Summary
Highlights
The video starts by introducing the topic: a review of adding, subtracting, multiplying, and dividing integers, including positive and negative numbers. It then dives into adding integers, demonstrating two methods for understanding the process.
For 12 + (-7), the first method involves finding the absolute value of each number (12 and 7), subtracting the lesser from the greater (12 - 7 = 5), and taking the sign of the larger absolute value from the original problem, resulting in positive 5. The second method uses a mental math approach: starting at 12 and adding a negative 7 decreases the value by 7, leading to 5.
For -8 + (-10), the rule for same signs is to add the absolute values (8 + 10 = 18) and keep the same sign from the original problem, resulting in -18. Mentally, starting at -8 and adding a negative 10 means decreasing by 10, which leads to -18.
Subtracting integers is explained as 'adding the opposite.' For 5 - (-9), it becomes 5 + 9, which equals 14. The video explains that subtracting a negative is like removing a debt, which increases the value.

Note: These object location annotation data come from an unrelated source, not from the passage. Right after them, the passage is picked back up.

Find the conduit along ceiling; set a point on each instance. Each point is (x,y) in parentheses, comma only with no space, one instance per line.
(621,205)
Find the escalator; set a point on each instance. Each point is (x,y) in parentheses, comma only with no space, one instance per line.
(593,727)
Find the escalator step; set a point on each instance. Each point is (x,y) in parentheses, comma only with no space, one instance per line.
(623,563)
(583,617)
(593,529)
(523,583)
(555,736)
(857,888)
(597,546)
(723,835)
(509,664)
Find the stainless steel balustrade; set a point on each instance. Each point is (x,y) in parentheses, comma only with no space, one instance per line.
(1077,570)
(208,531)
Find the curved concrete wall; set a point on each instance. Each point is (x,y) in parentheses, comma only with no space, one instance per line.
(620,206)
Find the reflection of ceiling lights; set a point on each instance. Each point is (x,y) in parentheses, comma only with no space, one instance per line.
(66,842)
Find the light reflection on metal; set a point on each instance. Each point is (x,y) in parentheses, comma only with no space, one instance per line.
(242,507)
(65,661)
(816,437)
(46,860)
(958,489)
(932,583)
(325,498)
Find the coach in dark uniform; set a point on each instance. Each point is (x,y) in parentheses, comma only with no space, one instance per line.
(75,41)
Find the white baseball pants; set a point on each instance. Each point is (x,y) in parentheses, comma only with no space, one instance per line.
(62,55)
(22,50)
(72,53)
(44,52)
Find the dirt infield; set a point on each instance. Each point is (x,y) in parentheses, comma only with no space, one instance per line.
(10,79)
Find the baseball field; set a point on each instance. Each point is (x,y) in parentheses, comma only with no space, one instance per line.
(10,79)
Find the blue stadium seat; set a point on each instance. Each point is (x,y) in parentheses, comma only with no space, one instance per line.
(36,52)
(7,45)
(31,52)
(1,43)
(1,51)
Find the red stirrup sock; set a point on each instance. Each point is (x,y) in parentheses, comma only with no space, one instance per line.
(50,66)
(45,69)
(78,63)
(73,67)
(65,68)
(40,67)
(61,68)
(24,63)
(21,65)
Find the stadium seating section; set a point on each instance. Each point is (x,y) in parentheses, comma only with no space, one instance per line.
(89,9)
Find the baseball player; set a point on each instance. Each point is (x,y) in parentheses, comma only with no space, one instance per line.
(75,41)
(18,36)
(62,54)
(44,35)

For -3 - 20, it is transformed into -3 + (-20). Starting at -3 and adding a negative 20 means decreasing by 20, resulting in -23.
When multiplying integers with different signs (negative times positive, or positive times negative), the product is always negative. For -7 x 4, the result is -28.
When multiplying integers with the same signs (negative times negative, or positive times positive), the product is always positive. For -10 x -6, the result is positive 60.
The rules for dividing integers are the same as for multiplying. For -48 / -8, since the signs are the same (two negatives), the quotient is positive, resulting in 6.
For 36 / -4, since the signs are different (positive divided by negative), the quotient is negative, resulting in -9.